Do you have a script, or ideas on how to write one, to monitor the memory of all the data loading processes for educational purpose?
I tried adapting this blog article and code:
import torch
from torch.utils.data import Dataset, Subset, DataLoader
from common import MemoryMonitor
class ToyDataset(Dataset):
def __init__(self, shape):
self.data = torch.zeros(shape)
def __len__(self):
return self.data.shape[0]
def __getitem__(self, idx):
return self.data[idx]
shape = ... # tuple, (num samples, height, width)
dataset = ToyDataset(shape)
dataloader = DataLoader(dataset, batch_size=32, num_workers=4, persistent_workers=True)
it = iter(dataloader)
monitor = MemoryMonitor()
[monitor.add_pid(w.pid) for w in it._workers]
print(f"Single Dataset, {dataloader.num_workers} workers\n", monitor.table())
From the blog above:
By definition, we should use total PSS to count the total RAM usage of N processes.
For the same number of worker the memory used by each worker scales with the size of the data as expected.

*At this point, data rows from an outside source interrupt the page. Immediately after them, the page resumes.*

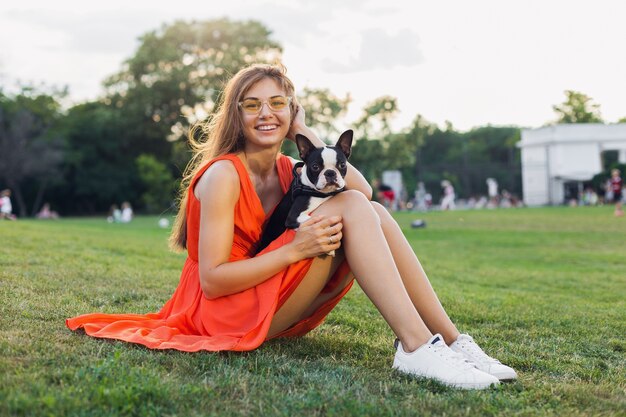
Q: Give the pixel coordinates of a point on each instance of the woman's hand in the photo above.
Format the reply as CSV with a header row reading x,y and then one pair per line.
x,y
318,236
298,124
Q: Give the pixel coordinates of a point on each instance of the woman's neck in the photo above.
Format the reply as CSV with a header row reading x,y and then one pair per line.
x,y
260,162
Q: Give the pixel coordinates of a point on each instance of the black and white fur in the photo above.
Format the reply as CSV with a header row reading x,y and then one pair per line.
x,y
322,176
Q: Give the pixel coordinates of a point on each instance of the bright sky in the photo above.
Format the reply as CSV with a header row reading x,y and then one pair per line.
x,y
470,62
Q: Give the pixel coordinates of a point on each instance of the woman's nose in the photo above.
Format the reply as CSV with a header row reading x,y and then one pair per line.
x,y
265,110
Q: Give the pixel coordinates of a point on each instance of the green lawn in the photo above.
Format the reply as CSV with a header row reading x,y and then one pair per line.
x,y
544,290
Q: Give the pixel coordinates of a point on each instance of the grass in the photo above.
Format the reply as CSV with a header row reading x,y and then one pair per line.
x,y
544,290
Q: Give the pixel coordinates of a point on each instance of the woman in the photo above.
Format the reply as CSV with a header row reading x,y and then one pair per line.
x,y
229,299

I’m not sure how to interpret the outputs when keeping the size of the dataset constant and varying the number of workers e.g. from num_workers=2
and num_workers=4
:
# For a dataset of shape (512, 1024, 1024) and batch size 32
Single Dataset, 2 workers
time PID rss pss uss shared shared_file
------ ----- ----- ------ ------ -------- -------------
21097 98405 2.4G 930.6M 157.1M 2.3G 43.4M
21097 98598 2.4G 889.7M 119.4M 2.3G 31.0M
21097 98600 2.4G 906.9M 136.3M 2.3G 31.0M
# For a dataset of shape (512, 1024, 1024) and batch size 32
Single Dataset, 4 workers
time PID rss pss uss shared shared_file
------ ------ ----- ------ ------ -------- -------------
21996 102287 2.4G 620.7M 158.5M 2.2G 43.4M
21996 102488 2.4G 583.5M 126.2M 2.2G 31.3M
21996 102490 2.4G 598.1M 140.6M 2.2G 31.5M
21996 102492 2.3G 547.9M 90.3M 2.2G 31.6M
21996 102494 2.3G 566.1M 108.3M 2.2G 31.6M
The memory usage per worker seems to decrease with increasing number of workers. Do you know if this is expected or if it’s a issue with my example?